Auf Sibelius Facebookseite fanden sich immer wieder Post's der FDP, beispielsweise Reden von Lindner.
Ein Schelm wer dabei böses denkt.
Fast alle anderen Parteien sprechen sich klar für den Erhalt des Ensemble/Mehrspartenbetriebs aus.
http://www.trier-reporter.de/theater-trier-schwere-vorwuerfe-scharfe-kritik/#comment-9203
Intendantenbashing liegt mir fern, aber wie kann es zu solchen Aussagen aus dem Kulturausschuss kommen???
"realistische Kosten und Finanzierungspläne" ... Sorry aber das ist nun wirklich Handwerkszeug, wer das nicht beherrscht, sollte kein Unternehmen leiten ...
Nur... - mal objektiv betrachtet - ist das ganze eine ziemliche Katastrophe, was hier in Trier abläuft: (...)
Bei dem Vorgang um das „Rote Wand“-Stück ist der Intendant natürlich entscheidend mitverantwortlich. Er muss sich im Zweifel vor seine Leute stellen, das ist sein Job, statt mit solch einer Personalentscheidung von der Kritik an seiner eigenen Person abzulenken (...).
Hier nützt es nicht mehr, wenn die Politik den Intendanten schützt, sondern sie muss aufklären, damit das Vertrauen in die Kunst nicht verloren geht, und dann nicht am Ende wirklich das Rostock-Virus greift.
Wer ist in Trier vor Ort, oder im Theater und könnte uns hier auf dem Laufenden halten, denn die Gemengelage ist doch recht schwierig.

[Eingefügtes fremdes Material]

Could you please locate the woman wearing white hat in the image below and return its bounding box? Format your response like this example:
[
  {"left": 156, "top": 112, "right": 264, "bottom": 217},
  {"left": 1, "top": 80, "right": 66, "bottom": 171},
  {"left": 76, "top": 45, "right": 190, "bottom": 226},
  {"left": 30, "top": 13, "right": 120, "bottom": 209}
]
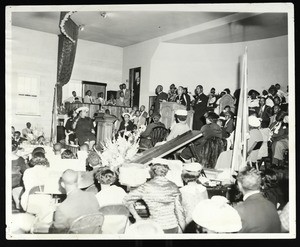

Nachtkritik, habt Ihr eine korrespondierende KollegIn vor Ort oder könntet bei der Pressestelle mal nachfragen.
Ich fürchte, das nächste Theater nach Rostock und Hagen wird erheblich beschädigt. Merci!
dennoch, selbst wenn er auf der richtigen (gibt es das überhaupt?) Seite wäre, es ist ungezogen, so wild umher zu ballern und die Menschen zu kündigen.

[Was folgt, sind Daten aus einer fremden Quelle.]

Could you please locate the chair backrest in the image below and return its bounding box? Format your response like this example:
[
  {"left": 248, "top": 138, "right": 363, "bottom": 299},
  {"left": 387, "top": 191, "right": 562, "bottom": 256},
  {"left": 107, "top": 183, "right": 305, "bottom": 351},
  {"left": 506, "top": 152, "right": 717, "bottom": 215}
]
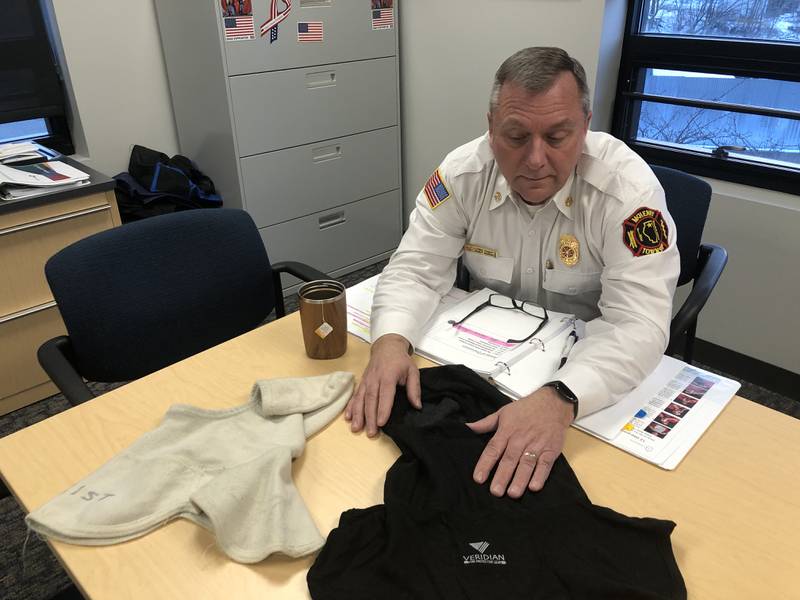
[
  {"left": 45, "top": 209, "right": 275, "bottom": 381},
  {"left": 651, "top": 165, "right": 711, "bottom": 285}
]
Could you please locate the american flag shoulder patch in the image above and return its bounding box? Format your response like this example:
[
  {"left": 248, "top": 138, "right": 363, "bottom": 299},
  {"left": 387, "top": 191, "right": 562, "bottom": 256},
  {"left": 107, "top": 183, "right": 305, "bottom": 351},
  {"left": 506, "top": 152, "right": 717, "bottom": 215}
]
[{"left": 423, "top": 169, "right": 450, "bottom": 209}]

Zudem gibt es nur eine sehr eingeschränkte Berechtigung für die Nichtverlängerungspraxis beim Intendantenwechsel.
Künstlern nicht einmal ins Gesicht sagen zu können (und es rechtlich nicht zu müssen), was genau dem neuen Intendanten künstlerisch nicht gefällt oder passt, ist doch ein recht armseliges Zeugnis für Direktoren, die vorbildhaft ein Haus leiten und lenken zu müssen.

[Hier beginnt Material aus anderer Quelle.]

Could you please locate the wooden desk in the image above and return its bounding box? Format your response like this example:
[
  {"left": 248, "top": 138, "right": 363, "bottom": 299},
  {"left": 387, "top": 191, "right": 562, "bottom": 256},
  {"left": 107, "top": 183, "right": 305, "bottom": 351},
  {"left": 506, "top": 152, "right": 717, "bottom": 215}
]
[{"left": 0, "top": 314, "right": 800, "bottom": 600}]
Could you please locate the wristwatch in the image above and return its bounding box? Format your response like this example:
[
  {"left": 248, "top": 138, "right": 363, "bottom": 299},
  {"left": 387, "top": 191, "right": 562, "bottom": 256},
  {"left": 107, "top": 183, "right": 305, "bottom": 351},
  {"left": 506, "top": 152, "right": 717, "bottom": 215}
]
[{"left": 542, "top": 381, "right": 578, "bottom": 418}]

Trier ist das beste Beispiel dafür, dass genau diese Praxis zu überdenken ist. Man muss sich mit den Kolleginnen und Kollegen schon ernsthaft auseinander setzen, bevor man sich entschliesst, sich von ihnen zu trennen. Es handelt sich hier um Menschen, die dadurch völlig ungeschützt sind. Jeder Intendantenwechsel bedeutet Unsicherheit und Angst, für Menschen, denen eigentlich ausreichend Freiräume für eine angstfreie künstlerische Arbeit geschaffen werden sollten. Genau das geschieht nicht. Der Bühnenverein sollte hier sehr stark in sich gehen.
Und im vollen Ernst teile ich die Meinung vieler, dass man genau diese ängstliche Nichtverlängerungspraxis beim Intendantenwechsel aussetzen muss, damit sich der Neue Intendant die Kollegen im Ensemble gut ansehen und mit ihnen arbeiten kann. (Ausgenommen davon die Leitungsebene, insofern sie dem Intendanten nicht gleichgestellt ist.) Man kann gut eine Friste von einem Jahr setzen, aber das heisst mit Chancen statt mit Angst zu arbeiten. Es wäre so einfach.